In relative terms, very large can be any image that is big enough (or the requested operation complex enough) to require more physical memory during image processing than your OS can make available. For example, images in the 1GB range can be a problem on a Windows box with 4GB of RAM (assuming Nuxeo server is also running). ImageMagick runs fastest when the entire pixel map can be loaded into RAM. If the entire pixel map can't be loaded into memory then image processing slows dramatically – that’s because ImageMagick will page parts of the image in/out of memory to complete the requested task.
Complexity of the image file itself can exacerbate the situation. For example, multi-layered PSD images require far more processing time than a single layer file of the same size. To the ImageMagick identify command each layer is effectively an image of its own, with its own metadata. So it takes ImageMagick much longer to troll through multiple images to extract the required information.
Add to this complexity the differences in memory allocation/reservation of different operating systems and it makes it challenging to tune Nuxeo DAM and ImageMagick.
I have spent the last three days running through numerous configurations, file sizes, limits, memory allocations, etc. trying to better understand the issues in order to move forward. What I found is...
- So long as you're running VCS then Postgres tuning is not really important for image processing (of course it is very important for other reasons)
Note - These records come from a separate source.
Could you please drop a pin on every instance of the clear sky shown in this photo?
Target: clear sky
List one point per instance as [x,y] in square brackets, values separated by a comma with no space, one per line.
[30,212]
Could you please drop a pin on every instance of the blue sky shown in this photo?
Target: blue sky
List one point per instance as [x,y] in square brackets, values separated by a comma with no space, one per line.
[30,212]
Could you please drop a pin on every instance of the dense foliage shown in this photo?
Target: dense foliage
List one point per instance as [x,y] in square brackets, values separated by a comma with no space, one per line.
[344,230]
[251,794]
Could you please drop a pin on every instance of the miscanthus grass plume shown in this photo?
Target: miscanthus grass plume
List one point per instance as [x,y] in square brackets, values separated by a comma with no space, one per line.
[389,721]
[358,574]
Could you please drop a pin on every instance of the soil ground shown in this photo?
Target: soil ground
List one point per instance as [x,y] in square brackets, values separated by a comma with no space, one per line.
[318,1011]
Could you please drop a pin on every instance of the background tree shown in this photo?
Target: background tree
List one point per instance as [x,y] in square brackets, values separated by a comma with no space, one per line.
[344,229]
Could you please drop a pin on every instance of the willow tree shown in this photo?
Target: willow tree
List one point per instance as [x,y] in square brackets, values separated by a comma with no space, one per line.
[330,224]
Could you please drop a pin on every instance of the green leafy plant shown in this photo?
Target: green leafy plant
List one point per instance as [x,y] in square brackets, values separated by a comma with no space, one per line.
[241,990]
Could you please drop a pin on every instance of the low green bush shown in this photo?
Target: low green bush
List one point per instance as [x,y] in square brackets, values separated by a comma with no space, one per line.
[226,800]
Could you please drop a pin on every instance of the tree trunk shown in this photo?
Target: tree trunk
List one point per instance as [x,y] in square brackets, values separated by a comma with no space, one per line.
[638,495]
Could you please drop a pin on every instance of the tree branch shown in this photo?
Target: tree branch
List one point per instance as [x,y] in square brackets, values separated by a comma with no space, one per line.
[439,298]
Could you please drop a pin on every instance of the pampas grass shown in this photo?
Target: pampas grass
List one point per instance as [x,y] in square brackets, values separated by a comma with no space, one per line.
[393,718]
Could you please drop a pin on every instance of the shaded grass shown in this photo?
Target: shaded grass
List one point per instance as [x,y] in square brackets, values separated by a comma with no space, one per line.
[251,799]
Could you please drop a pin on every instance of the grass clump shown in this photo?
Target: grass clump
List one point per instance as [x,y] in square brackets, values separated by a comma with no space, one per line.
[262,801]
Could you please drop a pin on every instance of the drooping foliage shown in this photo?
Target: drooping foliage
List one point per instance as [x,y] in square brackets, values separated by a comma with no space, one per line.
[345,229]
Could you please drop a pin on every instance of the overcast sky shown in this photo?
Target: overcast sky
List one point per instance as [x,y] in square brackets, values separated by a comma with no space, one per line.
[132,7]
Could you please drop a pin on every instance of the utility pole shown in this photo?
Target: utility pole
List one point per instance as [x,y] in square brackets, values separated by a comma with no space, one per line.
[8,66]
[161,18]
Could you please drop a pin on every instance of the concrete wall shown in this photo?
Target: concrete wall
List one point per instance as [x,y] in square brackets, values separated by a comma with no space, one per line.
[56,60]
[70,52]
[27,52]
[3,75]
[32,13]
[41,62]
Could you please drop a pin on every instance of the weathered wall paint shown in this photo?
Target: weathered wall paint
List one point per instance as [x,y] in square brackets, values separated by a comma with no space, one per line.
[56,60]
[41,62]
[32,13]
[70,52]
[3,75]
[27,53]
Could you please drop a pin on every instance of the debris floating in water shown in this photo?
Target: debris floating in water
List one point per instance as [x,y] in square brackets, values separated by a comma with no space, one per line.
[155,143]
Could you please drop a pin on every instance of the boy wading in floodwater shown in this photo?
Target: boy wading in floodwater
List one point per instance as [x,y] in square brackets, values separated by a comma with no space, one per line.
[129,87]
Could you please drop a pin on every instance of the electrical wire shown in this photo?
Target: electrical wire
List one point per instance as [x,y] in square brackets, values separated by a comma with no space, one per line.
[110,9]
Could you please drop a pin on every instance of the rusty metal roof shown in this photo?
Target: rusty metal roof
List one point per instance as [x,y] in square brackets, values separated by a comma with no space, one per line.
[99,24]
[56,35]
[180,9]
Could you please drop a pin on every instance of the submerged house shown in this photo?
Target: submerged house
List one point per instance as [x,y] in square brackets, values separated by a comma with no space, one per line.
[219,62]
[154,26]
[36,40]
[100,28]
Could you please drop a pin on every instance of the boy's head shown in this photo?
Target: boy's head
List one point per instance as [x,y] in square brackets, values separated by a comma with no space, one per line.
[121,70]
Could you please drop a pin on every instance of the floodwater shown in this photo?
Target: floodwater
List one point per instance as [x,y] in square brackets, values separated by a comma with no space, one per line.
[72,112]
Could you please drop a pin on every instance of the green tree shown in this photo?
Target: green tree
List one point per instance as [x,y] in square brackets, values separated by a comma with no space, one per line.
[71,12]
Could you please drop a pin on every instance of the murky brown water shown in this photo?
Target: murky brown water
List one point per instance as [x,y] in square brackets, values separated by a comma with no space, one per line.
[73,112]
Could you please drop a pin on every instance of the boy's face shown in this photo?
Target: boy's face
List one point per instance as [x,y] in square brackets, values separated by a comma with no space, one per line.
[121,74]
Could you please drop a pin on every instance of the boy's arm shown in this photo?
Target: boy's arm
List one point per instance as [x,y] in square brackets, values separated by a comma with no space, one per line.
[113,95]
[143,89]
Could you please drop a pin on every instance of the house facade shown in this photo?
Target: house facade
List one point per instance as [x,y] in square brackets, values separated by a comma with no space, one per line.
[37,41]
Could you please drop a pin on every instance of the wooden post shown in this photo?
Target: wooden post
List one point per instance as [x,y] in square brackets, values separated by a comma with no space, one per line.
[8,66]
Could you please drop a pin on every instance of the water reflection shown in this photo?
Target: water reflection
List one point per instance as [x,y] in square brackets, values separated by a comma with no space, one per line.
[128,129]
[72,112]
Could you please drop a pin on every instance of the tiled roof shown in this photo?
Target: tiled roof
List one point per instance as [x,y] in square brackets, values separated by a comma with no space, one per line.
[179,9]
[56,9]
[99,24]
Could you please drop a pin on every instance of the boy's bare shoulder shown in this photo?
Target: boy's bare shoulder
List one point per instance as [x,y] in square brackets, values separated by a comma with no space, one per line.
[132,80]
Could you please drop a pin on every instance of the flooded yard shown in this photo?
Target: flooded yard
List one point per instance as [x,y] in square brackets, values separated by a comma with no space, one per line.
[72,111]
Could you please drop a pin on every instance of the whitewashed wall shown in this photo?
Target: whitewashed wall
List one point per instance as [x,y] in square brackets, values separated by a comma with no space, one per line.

- Technically, the amount of RAM you set aside for Nuxeo will not limit the size of images you can import, but practically speaking, if you don't allocate enough RAM to reflect the size and volume of images imported, displayed, etc. in your system then your DAM solution will be less than useful. The RAM required is dependent on numerous other factors so it's difficult to be entirely prescriptive
- The amount of physical RAM available to ImageMagick is absolutely critical to timely image processing. Not enough RAM and ImageMagick will page to disk, run times will increase dramatically and it's likely your Nuxeo transaction will timeout. The end result … nothing will be imported (the transaction will be rolled back). You might want to set upper limits on the resources available to ImageMagick (using environment variable) so all available RAM isn't gobbled up
- The speed of your disk is also important. Slow disk = slower image processing. Longer to read, longer to write, longer to create any interim temp files. If your disk is on the network then make sure it's on a high speed connection. You might want to consider a solid state drive for ImageMagick temporary files.
- CPU speed, number of cores, and number of threads allocated (for ImageMagick) must also be considered - especially from a global perspective, since multiple image commands can be running simultaneously.
- The location of ImageMagick temp files is important. ImageMagick commands produce temp files, the location of which can be controlled with the MAGICK_TEMPORARY_PATH environment variable. Set the path variable to a disk with lots of free space, preferably not the same disk as your OS and Nuxeo are on.
Each case is difference, but the end result for Nuxeo-ImageMagick import tuning: expect to spend extra time understanding your requirements, get ready to buy more memory, and be prepared to put in some effort to get everything running quickly!